The Dhaka Stock Exchange board is likely to make a decision on Coppertech Industries’ listing today as the bourse’s management failed to do so due to a number of reasons including the expiry of listing time for the company.
The DSE on Sunday called an emergency board meeting for today to resolve the issue of Coppertech listing.
The DSE board on July 14 asked the bourse’s management to make a decision on Coppertech’s listing in line with the rules and regulations.
The management after assessing rules and regulations and finding various consistencies in Coppertech’s financial accounts could not make a decision about the company’s listing with the DSE.
DSE officials said that the management found that it had no authority to approve Copperetch’s listing as time for listing of the company ended on June 23.
According to the securities rules, listing of a company must be completed within 75 days of its initial public offering subscription.
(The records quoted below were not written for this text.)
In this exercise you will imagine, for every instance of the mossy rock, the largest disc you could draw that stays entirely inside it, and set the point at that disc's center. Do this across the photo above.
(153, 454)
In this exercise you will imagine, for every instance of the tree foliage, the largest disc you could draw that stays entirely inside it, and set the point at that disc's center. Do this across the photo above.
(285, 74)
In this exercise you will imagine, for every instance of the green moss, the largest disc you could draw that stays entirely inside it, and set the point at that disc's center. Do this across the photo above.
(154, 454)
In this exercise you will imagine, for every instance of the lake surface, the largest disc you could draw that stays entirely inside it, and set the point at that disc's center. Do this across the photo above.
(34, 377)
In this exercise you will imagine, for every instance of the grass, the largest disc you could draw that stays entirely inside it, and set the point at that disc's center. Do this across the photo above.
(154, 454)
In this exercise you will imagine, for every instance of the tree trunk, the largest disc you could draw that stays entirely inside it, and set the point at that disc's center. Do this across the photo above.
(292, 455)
The management found that the listing would breach the DSE listing regulations.
Earlier, the DSE chief regulatory officer sent a letter to BSEC mentioning a number of anomalies in Coppertech’s financial statements and asked necessary directive from the commission. The regulator is yet to respond to the letter.
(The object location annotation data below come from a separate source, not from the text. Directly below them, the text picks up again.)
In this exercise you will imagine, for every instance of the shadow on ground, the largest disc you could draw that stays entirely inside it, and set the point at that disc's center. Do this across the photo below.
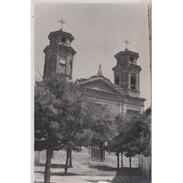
(129, 179)
(60, 173)
(53, 165)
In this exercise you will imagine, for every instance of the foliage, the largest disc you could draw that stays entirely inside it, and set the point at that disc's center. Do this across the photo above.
(132, 138)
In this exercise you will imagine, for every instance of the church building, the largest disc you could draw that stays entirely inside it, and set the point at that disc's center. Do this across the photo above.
(122, 95)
The management also raised question about capital formation of Copperetch and informed the BSEC the matter with its findings.
The media reported that the company took fraudulent path by fabricating its financial accounts and making artificial paid-up capital. The allegations instigated Institute of Charterred Accountants of Bangladesh to investigate the matter, but it failed to complete the probe as Coppertech’s auditor declined to cooperate the ICAB.
Mentioning all the issues regarding Coppertech, the DSE sought more time and necessary directives from the BSEC. The BSEC is yet to reply to the request.
Without investigating the matters and responding to the DSE findings, the commission directed the DSE to pay IPO subscription money to the company.
One of the DSE board members at the previous board meeting had raised concern that investors’ money might be at risk, DSE officials said.
But, giving approval to a company mired in controversies would be more dangerous for investors, market experts said.
The securities rules protect investors and the rules make the company bound to refund the money to the investors, they said.